Although computers and ebooks have great unrealized potential for education,
they should probably not be the primary reading medium for kids, any more than
instant snacks or fast food should be considered the cornerstone of a healthy
diet.

E-books have three problems from my point of view. Cosmetically, the pages are
too small, the text is too large, and the reading surface is too grey. I like
high-density text but so far only the iPad gets close. Functionally, I like
the convenience of digital storage/retrieval, but would actually like the
option of an 'exclusive' reading mode which locks me out of search, dictionary
lookup etc. If there is no inconvenience to using such resources, then I have
no economic incentive to puzzle over something and work it out myself, whether
by mental effort or searching back through the text for something that was
overlooked on a first reading.

And conceptually, there's a McLuhan problem: 'the medium is the message' in
the sense that the reading device is the gateway to knowledge, and can be
locked or restricted. Books become something less than independent works of
creativity and scholarship, and more generic 'content' which must adapt to the
reading device. Many subtleties of typesetting and reading order are lost
along the way, along with the publishing income from older literary works,
which to some extent subsidized the publication of newer writers. Books have
less of an individual identity with which to attract readers or retain their
affections. More importantly, as the market for reading devices matures they
will necessarily compete on features; whereas a paper book's literary value is
independent of the binding, the content or availability of e-books may become
a function of the device on which they are read, with owners of fancy devices
enjoying a much wider selection of reading material. Last but not least,
digital technology can facilitate censorship as well as distribution. Although
the ability to correct errors and update reference material in a digital text
is a great advance in many ways, the ease with which newly-unpopular truths
can be retroactively deleted should give pause. We've already seen one example
of this on the Kindle, where copies of _1984_ disappeared overnight due to a
copyright issue; recent events involving Stuxnet and Wikileaks suggest a very
near future in which malware targets not systems in general, but specific data
or configurations incompatible with others' interests. In the literary
context, deletion of any material suggesting that we have not 'always been at
war with Eastasia' or that 2 + 2 = 4, for anyone who can not produce
documentary proof of a 'need to know.'

------
gaustin
I like the experience of having hundreds of books in my backpack, without
having to carry them. I tend to prefer Kindle books when available, but I read
them on my iPad (my wife inherited the actual Kindle). It's easy enough to
take notes and make highlights within the Kindle app. If I need to make a
sketch, I'll grab a pad of paper, just like I would with a dead-tree book.

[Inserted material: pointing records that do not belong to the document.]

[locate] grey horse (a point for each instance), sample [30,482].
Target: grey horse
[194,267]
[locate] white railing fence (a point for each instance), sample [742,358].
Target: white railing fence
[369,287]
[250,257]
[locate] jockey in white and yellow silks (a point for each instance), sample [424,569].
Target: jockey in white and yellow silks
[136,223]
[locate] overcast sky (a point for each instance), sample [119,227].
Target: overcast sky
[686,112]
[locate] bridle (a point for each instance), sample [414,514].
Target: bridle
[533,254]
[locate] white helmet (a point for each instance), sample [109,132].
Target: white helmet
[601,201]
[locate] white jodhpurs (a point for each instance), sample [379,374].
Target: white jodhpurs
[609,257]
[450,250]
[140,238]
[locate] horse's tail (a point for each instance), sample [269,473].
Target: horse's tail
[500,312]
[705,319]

I do buy books that are not available in eBook form or that are an
"experience," like the collected Sandman comics.

I don't feel like I'm missing anything.

You make it sound like it's an ideological issue. For me, it's simply personal
preference.

------
joelrunyon
Really wondering here on the kindle vs. nook debate here.

I get the appeal of books, but I'm interested in the ereaders solely for their
portability. Books don't even come close to that.